Küratörlüğünü uluslararası alanda öncü film ve medya sanatları küratörlerinden Conrad Bodman’ın üstlendiği “Akışkan Bedenler”, Borusan Contemporary’nin bu seneki açılış sergisi olarak sanatseverlerle buluşuyor. Sergide Yaratıcı Direktör Matt Pyke’ın liderliğinde bir araya gelen, iş birlikçileri arasında Radiohead, Apple, Zaha Hadid Mimari ve Samsung gibi önemli isimler bulunan, sanatçı, tasarımcı, animasyoncu, müzisyen ve yazılımcılardan oluşan küresel kolektif Universal Everything’in ürettiği işleri görüyoruz. Borusan Contemporary’nin yer aldığı Perili Köşk’ün iki katına yayılan sergide toplamda sekiz iş karşımıza çıkıyor. Perili Köşk’ün ikinci katında gördüğümüz ilk eserler kolektifin ilk dönem eserleri Portre II, Yüce İnananlar II ve Yürüyen Şehir’i bir araya getirerek bireyin bedenine ve bu bedenin yeniden şekil alma, dönüşme ve uyum sağlama kapasitesine odaklanırken, aynı zamanda Borusan Contemporary’nin isteği üzerine üretilen Kabileler işi ve Oluşum eseri ile büyük bir grubun içerisindeki bireyin doğasını ele alıyor. Dördüncü kata çıktığımızda ise Akıllı Malzeme, Makine Öğrenişi, Geleceğin Ekranları eserlerini inceleme ve izleme fırsatı yakalıyoruz. Buradaki eserler ise geleceğin nasıl görünebileceğine dikkat çekerek insan-makine iş birliklerini inceliyor.
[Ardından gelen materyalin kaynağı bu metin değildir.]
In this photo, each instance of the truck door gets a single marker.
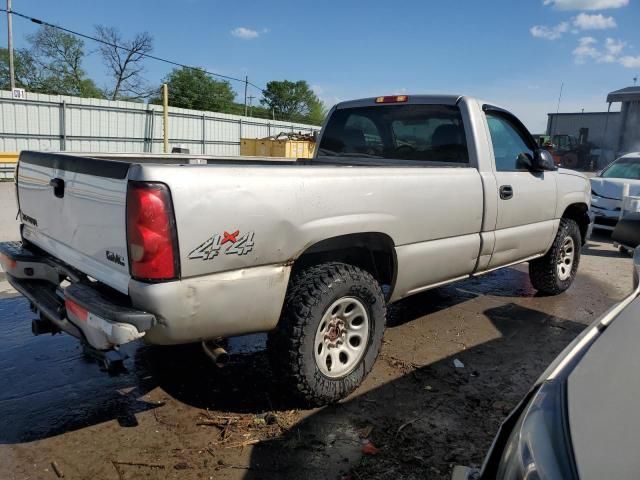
(526, 199)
Universal Everything’in başından beri odaklandığı gelişen teknolojiler ve bunların insan bedeniyle olan ilişkisi bu sergide gördüğümüz en belirgin tema oluyor. Video sanatı üzerinde işler ortaya koyan kolektif, farklı duyulara hitap ederek izleyiciyi içine alıyor ve yeni ifade ve iş birliği biçimlerinin evrimini inceliyor. Bireyin bedeni ve bireyin aslında daha büyük bir beden olarak da kolektif içerisindeki yeri üzerine düşünen işlerin bir araya getirildiği serginin ilk katında karşımıza çıkan Portre II, Rembrandt’tan referansla, dijital tuval üzerine yayılan dijital fırça darbelerinde karanlıktan aydınlığa doğru resim yapma yöntemiyle yaşayan bir portreye dönüşüyor. Küratör Conrad Bodman Portre II eserini şöyle açıklıyor: “Burada üzerine düşündüğümüz şeylerden bir tanesi de insanlara çok az şey gösterseniz bile insan formunun izleyiciler tarafından anlaşıldığı, başlangıç noktasının aslında çok az bir şeyle başlayıp dönüşebileceği ve insanların bunu ne kadar çabuk anlayabilir olduğunu göstermekti.” Yüce İnananlar II işinde CGI hortumunun içinde yapılan bir dans performansında insan figürünü ilk defa ve bütün olarak görmeye başlıyoruz. Bu iş insanların hayatla mücadelesi, adaptasyon, dönüşüm ve evrilme süreçlerini görmemizi sağlıyor. Universal Everything’in en çok bilinen işlerinden biri olan Yürüyen Şehir ise İngiltere’de mimarların çok fazla ilgilendiği radikal bir akım olan Archigram’dan hareketle oluşturulmuş, mimarinin insanlarla birlikte yaşayan bir organizma olduğunu savunarak, insan hareketlerine odaklanan insan şeklindeki şehrin yürüdükçe karşılaştığı ortamlara ayak uydurmasını inceliyor.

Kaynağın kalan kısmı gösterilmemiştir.